コピーライターになった理由とコピーライターという職業はいかがでしたか?またコピーライターから作詩家へという流れはどのような経緯だったんですか?
 大学は演劇科を卒業したんだけど、広告代理店に入ったんです。というのは、当時付き合っていた女性と結婚するには、定収入のある職業につかねばと思ったから。

 広告業は、面白かったですよ。“どんな人も消費者である以上否定されることはない”っていうのが前提で、犯罪者でもゲイでもものさえ買えばOKというのが新鮮な世界でした。
 ただ、コピーライターは自分のことを語れない。クライアントの意志を代弁しているだけ。つまりコミュニケーターなんだ。そして人のことばかり言っていると、自分のことを語りたくなる。バランスですね。そうすると歌の歌詞、なんて思っちゃって。

 ポップスのプロ作曲家坂田こういちさんと。ポーラのコマーシャルで一緒になり、その時コピーを気に入っていただいて、意気投合して、あんた詩を書きなさいと言われた。
で、歌詞を書くようになったんだけど、ひとつだけ売れたのが、高橋基子さんの「ビビビのビ」。モコ・ビーバー・オリーブの高橋さんが歌ってくれた。変なタイトルでしょ(笑)。

 で、あの演歌の大御所、古賀政男大先生の曲に詩をつけたこともあるんだ。当時キワモノで流行った「薬ルンバ」のプロデューサーが、古賀政男さんの曲に詩を、って話を持ってきてね。古賀先生の何十周年かの記念だったかな。その時書いたのが「迷ったよブルース」(笑)。主人公の男が、人生の岐路から日常的な些細な出来事に至るまで迷いに迷うという...まあボケの歌なんですけどね(笑)。たぶんキワモノだった。

 

四人囃子の曲はどのようにしてできたのですか?例えば「空飛ぶ円盤に弟が乗ったよ」のケースは?
 「円盤」はねえ、曲ができたの、まあ1晩でした。森園がギター1本持ってきて、ボクの事務所で飯くってから、そろそろ始めるよって、まず詩を見せる、で。ボロボロボロボロ、ギター弾いてしばらく、知らん顔してるのお互いに、で「こんなのどおぉ?」で、テーマ(末松さんメロディを口ずさむ)、それから無茶苦茶になって、またテーマ。
 で「それいいんじゃねえ!ちょっと歌ってみてよ」で、あいつが歌う。
 「あっ、いいよ!いいよ」
 「気に入った?」
 「うん!気に入った」
 「じゃあ、ここからちょっと発展させてみようか」という感じで、もう1週間ぐらいたつとチャンとした曲ができあがってくる、そんな感じでできあがる曲が多かったですね。

 「泳ぐなネッシー」は、坂下君とはそういう感じではなく、森園経由で「ネッシー」が坂下君に行って。
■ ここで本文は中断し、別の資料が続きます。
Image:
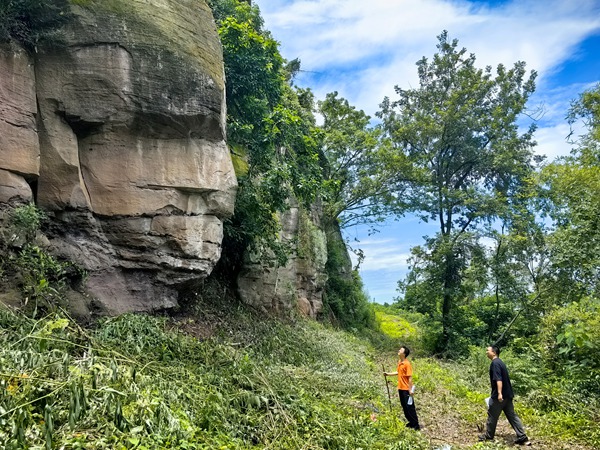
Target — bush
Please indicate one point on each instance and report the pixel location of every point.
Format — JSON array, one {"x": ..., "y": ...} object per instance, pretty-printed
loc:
[
  {"x": 570, "y": 337},
  {"x": 30, "y": 21}
]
で、曲ができてきて、初めて聞いて「いいなあぁ」と。こういうのも楽しい。

 

四人囃子の場合、曲と詩とどちらが先にできたのですか?
 曲が先にできてたことはないなあ。先にボクが詩を書いておいてってパターンだね。
 ただし、演奏してみて詩を修正するってことはあった。その場合、その詩が四人囃子にふさわしくないというのではなくて、長すぎたり、歌いにくかったりという理由だったね。

 長すぎる、例えば「空飛ぶ円盤に弟が乗ったよ」。“大作!大作!”というので力が入りすぎりゃった。LP1枚分にも相当する詩を書いてしまい、削除したんだ。(次項参照)

 

えっ?「後はススキが揺れるだけ」で終結していなかったんですか?「円盤兄弟」のその後。。。空飛ぶ円盤に弟が乗ったよ」後日談!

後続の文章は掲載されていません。